The high school, located near the epicenter of the uprising of April 2015, has been hit hard by violence, just like the community in which it sits; four young men have been killed who attended the school since 2015. According to Nikkia Rowe, Renaissance’s principal, Bisciotti told members of his inner circle, `This school can’t close.’ That was the genesis of the Ravens investment. But, out of the violence, the Seeds of Promise was also born.

Seeds of Promise is a male mentoring program at Renaissance, which provides academic case management, 24/7 social and emotional support, life skills modeling and development.
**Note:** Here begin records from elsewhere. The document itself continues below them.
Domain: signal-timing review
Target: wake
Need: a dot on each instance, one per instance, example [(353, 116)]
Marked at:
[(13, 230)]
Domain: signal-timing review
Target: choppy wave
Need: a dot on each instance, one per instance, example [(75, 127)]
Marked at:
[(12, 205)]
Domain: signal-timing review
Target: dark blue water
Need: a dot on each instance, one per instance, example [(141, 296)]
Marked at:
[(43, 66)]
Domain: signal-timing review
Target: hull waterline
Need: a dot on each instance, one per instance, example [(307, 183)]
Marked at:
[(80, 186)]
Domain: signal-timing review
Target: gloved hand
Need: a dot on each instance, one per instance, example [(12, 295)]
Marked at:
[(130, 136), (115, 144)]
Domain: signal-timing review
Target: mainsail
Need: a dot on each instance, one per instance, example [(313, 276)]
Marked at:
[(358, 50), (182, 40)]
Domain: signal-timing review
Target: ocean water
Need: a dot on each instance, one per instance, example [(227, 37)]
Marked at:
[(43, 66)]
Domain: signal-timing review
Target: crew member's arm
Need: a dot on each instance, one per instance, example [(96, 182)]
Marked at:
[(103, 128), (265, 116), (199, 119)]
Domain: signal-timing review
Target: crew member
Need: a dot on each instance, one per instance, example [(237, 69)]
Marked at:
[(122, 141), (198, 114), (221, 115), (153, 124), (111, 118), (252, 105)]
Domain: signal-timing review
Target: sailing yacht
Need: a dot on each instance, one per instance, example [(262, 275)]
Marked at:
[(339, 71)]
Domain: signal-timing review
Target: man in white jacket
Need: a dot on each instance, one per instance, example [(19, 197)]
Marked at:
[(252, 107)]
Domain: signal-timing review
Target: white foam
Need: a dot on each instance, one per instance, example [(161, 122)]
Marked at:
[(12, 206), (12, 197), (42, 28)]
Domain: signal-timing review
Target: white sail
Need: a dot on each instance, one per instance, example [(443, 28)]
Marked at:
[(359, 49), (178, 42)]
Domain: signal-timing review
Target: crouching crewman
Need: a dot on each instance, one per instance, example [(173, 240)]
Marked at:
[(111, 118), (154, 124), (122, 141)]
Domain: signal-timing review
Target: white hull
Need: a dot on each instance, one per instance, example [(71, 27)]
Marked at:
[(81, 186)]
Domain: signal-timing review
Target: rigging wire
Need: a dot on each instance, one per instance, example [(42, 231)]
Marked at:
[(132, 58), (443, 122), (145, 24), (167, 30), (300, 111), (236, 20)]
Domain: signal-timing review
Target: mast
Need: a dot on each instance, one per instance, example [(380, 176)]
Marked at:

The group began in January 2015, initially funded with $100,000 from Renaissance’s budget.

The Seeds are six Black men dedicated to hundreds of young men at Renaissance, some of them facing challenges most of us can’t imagine. They are: Dave Montgomery, Marcus Taylor, Corey Witherspoon, Antwon Cooper, Daijeon Powell and Shawn Nelson. What they do is engage on a ground level, face to face, with some of the most challenging, and in many ways, exceptional young Black men in the city.

Real talk, many of the male students at Renaissance symbolize the type of young Black men that spark a visceral fear in the hearts of many of Baltimore’s residents. The Seeds do the work 99 percent of Baltimore residents won’t do or can’t do, they meet these young men on their level. They are committed to their survival and success, when so many others have abandoned them.

“When they say they provide 24/7 support, they ain’t lying,” said Miller. “These brothers go pick these boys up on Saturdays and Sundays.”

The Seeds specifically wanted to talk to me about the media. They realize that along with the $1.5 million investment by the Ravens comes an increased scrutiny and they want to be prepared. Those brothers are brilliant and conscious; they have it together and they understand their mission.

Recently, the Seeds along with Miller and 17 male students from Renaissance stepped beyond the confines of West Baltimore for an indoor rock climbing adventure at the Earth Trek in Timonium, Md. “Getting those brothers out of the ‘hood…it was amazing to see,” Miller said.

Each of the six mentors is responsible for about 20-25 of the Renaissance students. And all of the Seeds of Promise mentors come from the community surrounding Renaissance; they were born and raised there and their authentic, positive influence on the male students at the school is essential.

“We have to make sure they have stable employment,” said Miller. “The key is to keep these brothers together.”